Table below summarizes results of theoretical statistical values and calculated values from simulation of exponential distribution.

Statistics Theoretical value Calculated value
Mean 5 5.01
St. Dev. 5 5.11

Distribution of the Means for Exponentials

Simulations

Following code simulates 40 exponentials and calculates their mean 1000 times. It also produces the estimate for the standard deviation in the distribution of the means. This value is also known as standard error of the mean.

set.seed(19031983)
mns <- NULL
for (i in 1:1000) mns = c(mns, mean(rexp(40, 0.2)))
mn <- mean(mns)
ser <- sd(mns)

Figure below shows distribution of the means with average value and one standard deviation.

hist(mns, breaks = 40, main = "Distribution of Averages of 40 Simulated Exponentials", 
    xlab = "Means of 40 Exponentials")
abline(v = mn, col = "green")
abline(v = mn + ser, col = "blue")
abline(v = mn - ser, col = "blue")
legend("topright", c("Mean", "Standard Error"), col = c("green", "blue"), lty = 1:1, 
    box.lty = 0)

Simulated Mean vs Theoretical Mean

Distribution of the mean values simulated above is centered around mean value stored in variable “mn” and reported below

mn
## [1] 5.015873

This value is very close to the theoretical value of 5 for exponential distribution with rate lambda = 0.2. This is in good agreement with Central Limit Theorem which states that sample means tend to be close to the mean value of the population.

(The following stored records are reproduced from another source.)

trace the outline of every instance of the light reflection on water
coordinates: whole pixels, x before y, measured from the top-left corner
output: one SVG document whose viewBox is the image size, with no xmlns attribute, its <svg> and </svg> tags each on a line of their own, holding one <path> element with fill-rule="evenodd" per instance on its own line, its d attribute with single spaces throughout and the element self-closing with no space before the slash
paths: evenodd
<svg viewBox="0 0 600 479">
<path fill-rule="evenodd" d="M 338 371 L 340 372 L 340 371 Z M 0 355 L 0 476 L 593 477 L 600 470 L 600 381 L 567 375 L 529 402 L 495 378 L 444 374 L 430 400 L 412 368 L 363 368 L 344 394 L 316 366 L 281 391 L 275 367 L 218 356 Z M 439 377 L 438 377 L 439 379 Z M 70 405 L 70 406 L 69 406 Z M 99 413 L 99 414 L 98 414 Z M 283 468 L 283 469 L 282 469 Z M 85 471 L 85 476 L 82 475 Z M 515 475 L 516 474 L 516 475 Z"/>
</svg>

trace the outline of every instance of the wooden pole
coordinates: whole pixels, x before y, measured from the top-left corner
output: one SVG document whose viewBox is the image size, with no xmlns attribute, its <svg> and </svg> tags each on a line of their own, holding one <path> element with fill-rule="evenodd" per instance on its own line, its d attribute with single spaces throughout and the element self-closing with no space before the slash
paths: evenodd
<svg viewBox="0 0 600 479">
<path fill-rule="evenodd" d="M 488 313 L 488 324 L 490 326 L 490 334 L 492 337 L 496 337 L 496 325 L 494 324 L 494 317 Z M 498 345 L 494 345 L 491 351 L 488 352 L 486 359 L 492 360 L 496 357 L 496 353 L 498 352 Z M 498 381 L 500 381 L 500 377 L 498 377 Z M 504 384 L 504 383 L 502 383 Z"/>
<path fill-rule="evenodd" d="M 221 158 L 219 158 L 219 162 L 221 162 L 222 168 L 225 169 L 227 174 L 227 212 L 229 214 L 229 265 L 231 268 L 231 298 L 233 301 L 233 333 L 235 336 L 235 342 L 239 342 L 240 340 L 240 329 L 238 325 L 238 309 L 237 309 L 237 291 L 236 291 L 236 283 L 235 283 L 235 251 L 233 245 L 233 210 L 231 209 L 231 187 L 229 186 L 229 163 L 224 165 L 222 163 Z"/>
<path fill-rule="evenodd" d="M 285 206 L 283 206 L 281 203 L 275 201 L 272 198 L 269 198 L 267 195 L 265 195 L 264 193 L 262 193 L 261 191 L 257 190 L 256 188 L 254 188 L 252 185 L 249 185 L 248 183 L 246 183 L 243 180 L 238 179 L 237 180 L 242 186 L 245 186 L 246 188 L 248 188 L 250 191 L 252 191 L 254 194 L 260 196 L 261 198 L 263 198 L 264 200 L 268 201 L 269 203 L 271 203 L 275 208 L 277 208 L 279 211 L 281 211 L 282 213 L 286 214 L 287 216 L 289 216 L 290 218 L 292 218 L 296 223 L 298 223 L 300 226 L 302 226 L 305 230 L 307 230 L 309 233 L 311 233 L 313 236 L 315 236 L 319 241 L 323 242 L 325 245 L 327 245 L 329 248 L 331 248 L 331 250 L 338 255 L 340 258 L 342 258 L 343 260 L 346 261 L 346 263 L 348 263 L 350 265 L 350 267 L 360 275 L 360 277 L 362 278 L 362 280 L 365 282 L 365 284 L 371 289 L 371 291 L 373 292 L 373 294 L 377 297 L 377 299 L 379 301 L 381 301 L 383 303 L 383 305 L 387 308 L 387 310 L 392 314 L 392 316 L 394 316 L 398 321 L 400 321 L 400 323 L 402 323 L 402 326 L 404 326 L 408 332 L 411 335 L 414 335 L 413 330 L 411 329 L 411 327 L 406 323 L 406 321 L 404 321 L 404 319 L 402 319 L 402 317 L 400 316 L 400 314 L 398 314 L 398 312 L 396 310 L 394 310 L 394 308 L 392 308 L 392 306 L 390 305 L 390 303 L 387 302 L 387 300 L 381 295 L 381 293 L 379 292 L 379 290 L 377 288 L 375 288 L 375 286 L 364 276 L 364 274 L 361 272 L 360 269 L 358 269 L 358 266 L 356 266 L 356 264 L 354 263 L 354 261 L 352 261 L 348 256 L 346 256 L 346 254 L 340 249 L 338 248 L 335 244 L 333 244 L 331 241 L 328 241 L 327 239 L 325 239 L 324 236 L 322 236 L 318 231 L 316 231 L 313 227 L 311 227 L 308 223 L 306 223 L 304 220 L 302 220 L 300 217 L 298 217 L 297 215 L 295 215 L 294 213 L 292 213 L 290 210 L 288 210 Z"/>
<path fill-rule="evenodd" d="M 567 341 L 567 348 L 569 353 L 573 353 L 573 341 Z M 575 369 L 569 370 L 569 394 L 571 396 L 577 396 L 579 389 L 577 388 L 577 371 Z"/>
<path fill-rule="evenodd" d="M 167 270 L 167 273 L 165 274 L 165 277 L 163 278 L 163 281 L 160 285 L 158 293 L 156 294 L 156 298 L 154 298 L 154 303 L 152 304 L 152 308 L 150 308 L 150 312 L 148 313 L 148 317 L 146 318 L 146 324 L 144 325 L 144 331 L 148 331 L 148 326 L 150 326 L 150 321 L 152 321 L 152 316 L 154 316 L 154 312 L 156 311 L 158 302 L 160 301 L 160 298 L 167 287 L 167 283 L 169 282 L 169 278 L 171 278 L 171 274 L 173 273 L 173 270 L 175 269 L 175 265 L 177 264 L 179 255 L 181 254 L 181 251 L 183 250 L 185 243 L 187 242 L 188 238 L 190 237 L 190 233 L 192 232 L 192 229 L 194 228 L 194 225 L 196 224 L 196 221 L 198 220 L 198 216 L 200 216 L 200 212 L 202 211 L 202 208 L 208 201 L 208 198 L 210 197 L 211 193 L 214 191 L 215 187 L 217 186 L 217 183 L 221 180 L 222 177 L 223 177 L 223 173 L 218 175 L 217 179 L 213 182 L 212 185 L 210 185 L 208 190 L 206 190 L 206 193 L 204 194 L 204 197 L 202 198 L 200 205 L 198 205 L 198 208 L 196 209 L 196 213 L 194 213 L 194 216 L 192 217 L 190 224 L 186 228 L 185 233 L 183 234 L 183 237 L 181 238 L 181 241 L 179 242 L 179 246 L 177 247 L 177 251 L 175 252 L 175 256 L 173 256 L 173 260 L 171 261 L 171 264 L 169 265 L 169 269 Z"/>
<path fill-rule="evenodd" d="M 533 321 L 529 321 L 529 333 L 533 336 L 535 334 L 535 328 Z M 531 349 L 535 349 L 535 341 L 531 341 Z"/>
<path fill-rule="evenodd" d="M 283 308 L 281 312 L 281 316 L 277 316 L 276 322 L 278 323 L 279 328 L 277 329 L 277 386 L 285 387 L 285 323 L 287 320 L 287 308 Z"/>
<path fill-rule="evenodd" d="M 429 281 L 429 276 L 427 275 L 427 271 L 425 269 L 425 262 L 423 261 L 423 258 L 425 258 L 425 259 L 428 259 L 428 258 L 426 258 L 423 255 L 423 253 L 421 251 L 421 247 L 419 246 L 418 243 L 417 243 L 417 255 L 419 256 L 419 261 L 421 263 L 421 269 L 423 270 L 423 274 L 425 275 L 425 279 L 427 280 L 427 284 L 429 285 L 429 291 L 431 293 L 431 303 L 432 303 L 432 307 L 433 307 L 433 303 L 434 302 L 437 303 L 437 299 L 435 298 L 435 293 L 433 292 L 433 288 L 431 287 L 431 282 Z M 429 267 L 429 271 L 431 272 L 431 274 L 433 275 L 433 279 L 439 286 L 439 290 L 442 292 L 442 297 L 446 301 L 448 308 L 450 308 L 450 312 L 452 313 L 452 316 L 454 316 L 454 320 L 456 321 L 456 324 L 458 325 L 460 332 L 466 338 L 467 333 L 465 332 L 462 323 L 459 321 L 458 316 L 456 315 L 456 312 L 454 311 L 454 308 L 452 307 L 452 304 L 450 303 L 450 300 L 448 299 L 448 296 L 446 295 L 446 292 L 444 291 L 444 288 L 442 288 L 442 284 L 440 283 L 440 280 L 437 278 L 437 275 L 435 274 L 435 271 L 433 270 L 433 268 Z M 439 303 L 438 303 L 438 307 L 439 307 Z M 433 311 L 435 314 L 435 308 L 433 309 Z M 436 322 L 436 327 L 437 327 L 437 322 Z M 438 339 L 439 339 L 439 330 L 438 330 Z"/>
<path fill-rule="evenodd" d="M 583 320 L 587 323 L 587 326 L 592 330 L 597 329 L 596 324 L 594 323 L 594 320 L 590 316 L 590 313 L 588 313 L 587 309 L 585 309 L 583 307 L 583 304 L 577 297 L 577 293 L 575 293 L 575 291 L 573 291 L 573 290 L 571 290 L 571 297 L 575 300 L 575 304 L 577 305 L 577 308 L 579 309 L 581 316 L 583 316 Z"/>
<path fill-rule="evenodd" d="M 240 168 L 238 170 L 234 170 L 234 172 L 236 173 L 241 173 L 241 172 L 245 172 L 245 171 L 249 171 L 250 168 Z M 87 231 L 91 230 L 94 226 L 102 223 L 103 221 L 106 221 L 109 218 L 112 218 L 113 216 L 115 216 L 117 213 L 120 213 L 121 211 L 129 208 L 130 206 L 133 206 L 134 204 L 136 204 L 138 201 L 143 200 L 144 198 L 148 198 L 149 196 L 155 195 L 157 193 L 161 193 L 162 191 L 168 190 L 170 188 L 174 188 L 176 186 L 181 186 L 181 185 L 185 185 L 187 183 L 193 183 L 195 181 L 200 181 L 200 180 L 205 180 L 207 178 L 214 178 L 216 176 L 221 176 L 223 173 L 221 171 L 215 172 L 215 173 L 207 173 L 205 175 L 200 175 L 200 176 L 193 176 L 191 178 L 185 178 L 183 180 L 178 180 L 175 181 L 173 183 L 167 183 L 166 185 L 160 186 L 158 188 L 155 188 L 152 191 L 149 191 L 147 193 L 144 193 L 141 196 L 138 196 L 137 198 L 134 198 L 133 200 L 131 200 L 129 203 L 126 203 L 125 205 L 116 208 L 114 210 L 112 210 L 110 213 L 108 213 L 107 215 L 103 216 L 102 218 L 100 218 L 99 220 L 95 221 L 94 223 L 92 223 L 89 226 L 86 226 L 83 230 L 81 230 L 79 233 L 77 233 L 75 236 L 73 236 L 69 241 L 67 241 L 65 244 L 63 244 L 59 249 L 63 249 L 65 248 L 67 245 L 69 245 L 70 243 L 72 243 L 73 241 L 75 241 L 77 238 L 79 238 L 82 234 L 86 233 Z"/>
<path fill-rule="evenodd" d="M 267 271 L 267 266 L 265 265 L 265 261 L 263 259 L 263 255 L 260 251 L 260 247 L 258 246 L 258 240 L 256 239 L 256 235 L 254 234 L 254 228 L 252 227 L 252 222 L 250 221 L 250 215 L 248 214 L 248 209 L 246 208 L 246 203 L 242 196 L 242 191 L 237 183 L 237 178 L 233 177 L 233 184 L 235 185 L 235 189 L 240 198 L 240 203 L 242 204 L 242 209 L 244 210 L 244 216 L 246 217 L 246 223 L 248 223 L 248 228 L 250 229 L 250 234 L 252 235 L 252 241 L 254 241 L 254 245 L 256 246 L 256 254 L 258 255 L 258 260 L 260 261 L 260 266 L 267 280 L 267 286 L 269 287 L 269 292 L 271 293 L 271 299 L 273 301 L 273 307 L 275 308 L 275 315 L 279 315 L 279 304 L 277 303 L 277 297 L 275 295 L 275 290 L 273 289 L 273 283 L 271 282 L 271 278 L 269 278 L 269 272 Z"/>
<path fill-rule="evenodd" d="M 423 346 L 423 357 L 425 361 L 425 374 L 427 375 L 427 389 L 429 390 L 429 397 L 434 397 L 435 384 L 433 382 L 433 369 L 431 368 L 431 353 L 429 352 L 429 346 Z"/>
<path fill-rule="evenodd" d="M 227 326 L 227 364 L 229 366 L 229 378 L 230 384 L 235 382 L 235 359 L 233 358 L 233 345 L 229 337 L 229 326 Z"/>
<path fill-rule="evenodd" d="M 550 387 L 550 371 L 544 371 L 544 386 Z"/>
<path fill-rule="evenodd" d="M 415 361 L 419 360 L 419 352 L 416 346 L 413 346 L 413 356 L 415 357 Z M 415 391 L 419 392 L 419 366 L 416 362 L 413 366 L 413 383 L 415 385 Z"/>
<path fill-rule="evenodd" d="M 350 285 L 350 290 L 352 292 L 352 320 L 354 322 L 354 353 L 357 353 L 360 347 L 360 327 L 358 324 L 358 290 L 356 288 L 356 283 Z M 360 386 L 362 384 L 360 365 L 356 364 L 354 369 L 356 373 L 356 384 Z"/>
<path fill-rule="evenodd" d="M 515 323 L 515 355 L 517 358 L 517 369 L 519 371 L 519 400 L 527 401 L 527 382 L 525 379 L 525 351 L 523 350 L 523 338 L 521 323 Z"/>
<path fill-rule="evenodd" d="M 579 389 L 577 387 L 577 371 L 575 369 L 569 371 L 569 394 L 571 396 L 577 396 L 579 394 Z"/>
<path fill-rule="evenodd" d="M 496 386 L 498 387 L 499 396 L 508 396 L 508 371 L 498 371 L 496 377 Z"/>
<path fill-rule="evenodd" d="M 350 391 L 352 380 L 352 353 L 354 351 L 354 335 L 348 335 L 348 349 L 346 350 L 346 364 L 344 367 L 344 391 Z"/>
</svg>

Simulated Variance vs Calculated Variance

Standard error of the means was estimated above using standard deviation for the simulated exponential distribution given that the sample size is equal to 40. This value is:

## [1] 0.8076871

This calculated value for the standard error of the means is also in good agreement with the standard deviation obtained from the simulation of the distribution of mean values. Standard error from the simulated distribution of the means is stored in variable “ser” and is reported below.

ser
## [1] 0.7940927

Conversely, standard deviation \(\sigma\) (and variance) for the exponential distribution can be calculated with standard error SE of the mean given that sample size n is 40: \(\sigma = SE\sqrt{n}\)

stdev <- ser * sqrt(40)
stdev
## [1] 5.022283

Results of theoretical and calculated values for mean and standard deviation are shown in the table below.

Statistics Theoretical value Calculated value
Mean 5 5.02
St. Dev. 5 5.02

Distribution

The code below is used to plot simulated distribution of the means for 40 exponentials as probability density. Red curve overlaying the distribution chart is the density distribution. Blue curve shows normal distribution with the same mean and standard deviation as the one simulated earlier in this report. Green vertical line shows the mean value for the simulated distribution of the means.

hist(mns, breaks = 40, prob = TRUE, xlab = "Means of 40 Samples", main = "Density Distribution")
lines(density(mns), col = "red")
lines(seq(min(mns), max(mns), length = 1000), dnorm(x = seq(min(mns), max(mns), 
    length = 1000), mn, ser), col = "blue", type = "l")
abline(v = mn, col = "green")
legend("topright", c("Simulated Distribution", "Normal Distribution", "Mean"), 
    col = c("red", "blue", "green"), lty = 1:1:1, box.lty = 0)

As can be seen from the figure above, simulated distribution is close to the normal distribution centered around 5 with standard deviation of ~0.8. Another way to test for the normality of the distribution is to display q-q plot. In this plot, quantiles from simulated distribuiton of the means are set against the quantiles of normal distribution. Distribution equivalent to the normal would follow the straight line (q-q line). Distribution of the means follow q-q line for the most part of the range except for values located in the tails of the distribution.

qqnorm(mns)
qqline(mns)

Conclusions

It was demonstrated in this report that simulated exponential distribution in R yields mean and variance values very close to theoretical. Simulated distribution of the means for exponentials centers around the theoretical mean value as predicted by Central Limit Theorem. Its standard deviation is the same as calculated standard error of the means obtained from simulated exponential distribution. Distribution of the mean values is the same as normal distribution.